Attorney Randall Kallinen’s letter to Houston City Council sent Aug. 14, 2012
Dear Mayor Parker and City Council members and concerned others,
I represent myself as a citizen. Please call the City Council meeting now to put Houston’s food sharing ordinance on the November ballot. Yesterday, August 13, 2012, at about 1:45 PM over 34,000 petition signatures were handed in to put the City’s food sharing ordinance on the November ballot. The City Secretary herself accepted them and asked what they were and she was told they were 34,000 petition signatures regarding the Food ordinance for the November ballot. Anna Russell has been with the City for a very long time and knows all the deadlines regarding petitions. You were told today in open session over 20,000 were verified Houston voters and met all requirements. Today no less than 12 people came to City Council speaking in favor of putting it on the ballot. We were falsely told it is too late and that the City Attorney send out a letter informing all councilmembers and the Mayor of all deadlines. Of course the City Attorney is wrong that it is too late and that was pointed out in today’s front page Chronicle story and to you at City council meeting today. First of all counting the total number of signatures could easily have occurred by now with two people.
Then to verify 20,000 voter signatures would only take a few days with enough people through the computerized voter databases. The City Secretary has seem many petitions–it is not rocket science having verified my own voter petition signatures when I ran for district court judge.
There is no need even to count verifieds before noticing the meeting and meet the three day requirement of noticing a City meeting. It is obvious it could have happened yesterday, today, or tomorrow as examples and then the counting verifieds could finish before the meeting. Experts have told me that the City of Houston could easily verify the 20,000 necessary voter signatures in a few days if it wanted to.
Last Tuesday’s City Council meeting contained three charter amendments put on the ballot by the City Council without any petition. By the way some of those charter amendment seem designed merely to put a two year ban on future charter amendments such as the food ordinance amendment. Likewise, this ordinance can be put on the ballot without regard to any verified signatures if you have the will to do so. Everyone knows this.

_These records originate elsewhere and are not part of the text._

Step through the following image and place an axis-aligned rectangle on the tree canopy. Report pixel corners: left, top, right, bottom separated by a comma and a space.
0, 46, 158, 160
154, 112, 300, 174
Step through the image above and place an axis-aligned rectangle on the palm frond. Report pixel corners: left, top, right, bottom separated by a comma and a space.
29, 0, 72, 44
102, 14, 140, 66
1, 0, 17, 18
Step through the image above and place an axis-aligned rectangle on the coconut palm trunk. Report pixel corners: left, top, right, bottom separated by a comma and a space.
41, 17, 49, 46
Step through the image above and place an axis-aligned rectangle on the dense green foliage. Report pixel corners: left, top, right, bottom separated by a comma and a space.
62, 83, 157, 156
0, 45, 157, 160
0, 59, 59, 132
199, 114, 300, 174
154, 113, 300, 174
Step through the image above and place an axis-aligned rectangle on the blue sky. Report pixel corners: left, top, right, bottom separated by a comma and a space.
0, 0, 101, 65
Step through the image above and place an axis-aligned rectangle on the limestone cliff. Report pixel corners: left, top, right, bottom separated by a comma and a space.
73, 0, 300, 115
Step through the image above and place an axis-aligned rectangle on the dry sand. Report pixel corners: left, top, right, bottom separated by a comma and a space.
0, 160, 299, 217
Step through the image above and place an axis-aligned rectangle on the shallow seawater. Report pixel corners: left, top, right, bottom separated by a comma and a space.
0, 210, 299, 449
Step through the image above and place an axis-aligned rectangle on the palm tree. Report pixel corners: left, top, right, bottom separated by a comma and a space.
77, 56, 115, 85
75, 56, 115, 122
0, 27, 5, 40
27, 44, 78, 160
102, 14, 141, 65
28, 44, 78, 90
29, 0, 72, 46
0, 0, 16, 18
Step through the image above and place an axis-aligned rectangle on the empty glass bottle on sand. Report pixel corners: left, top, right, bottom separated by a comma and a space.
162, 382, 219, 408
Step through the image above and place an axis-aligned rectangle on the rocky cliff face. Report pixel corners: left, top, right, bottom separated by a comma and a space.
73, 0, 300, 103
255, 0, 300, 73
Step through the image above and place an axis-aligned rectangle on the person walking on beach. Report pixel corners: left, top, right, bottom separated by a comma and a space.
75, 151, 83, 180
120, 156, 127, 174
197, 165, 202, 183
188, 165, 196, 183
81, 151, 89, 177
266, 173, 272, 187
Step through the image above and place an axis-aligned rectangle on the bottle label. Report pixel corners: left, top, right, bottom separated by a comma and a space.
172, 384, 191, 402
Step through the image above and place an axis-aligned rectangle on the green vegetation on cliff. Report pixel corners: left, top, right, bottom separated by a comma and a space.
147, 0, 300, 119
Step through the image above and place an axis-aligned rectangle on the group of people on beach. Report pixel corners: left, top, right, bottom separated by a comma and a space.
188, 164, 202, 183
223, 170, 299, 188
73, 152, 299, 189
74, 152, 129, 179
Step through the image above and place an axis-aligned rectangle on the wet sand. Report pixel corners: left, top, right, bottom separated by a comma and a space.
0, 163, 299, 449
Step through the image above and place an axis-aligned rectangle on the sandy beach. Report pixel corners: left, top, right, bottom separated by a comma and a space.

Also, the City could do a quick statistical analysis by picking two hundred random signatures and verifying them. Lets say there is a 80% verified voter signature rate (160 good signatures per the 200) then merely multiply 80% by 34,000 signatures and you get 27,200 verified signatures. It is obvious that this could have happened already with only a couple of people working.
It is clear that the food ordinance petition is not late and only the City’s conscious desire to keep it off the ballot is what will keep it off the November ballot. Notice the meeting now please.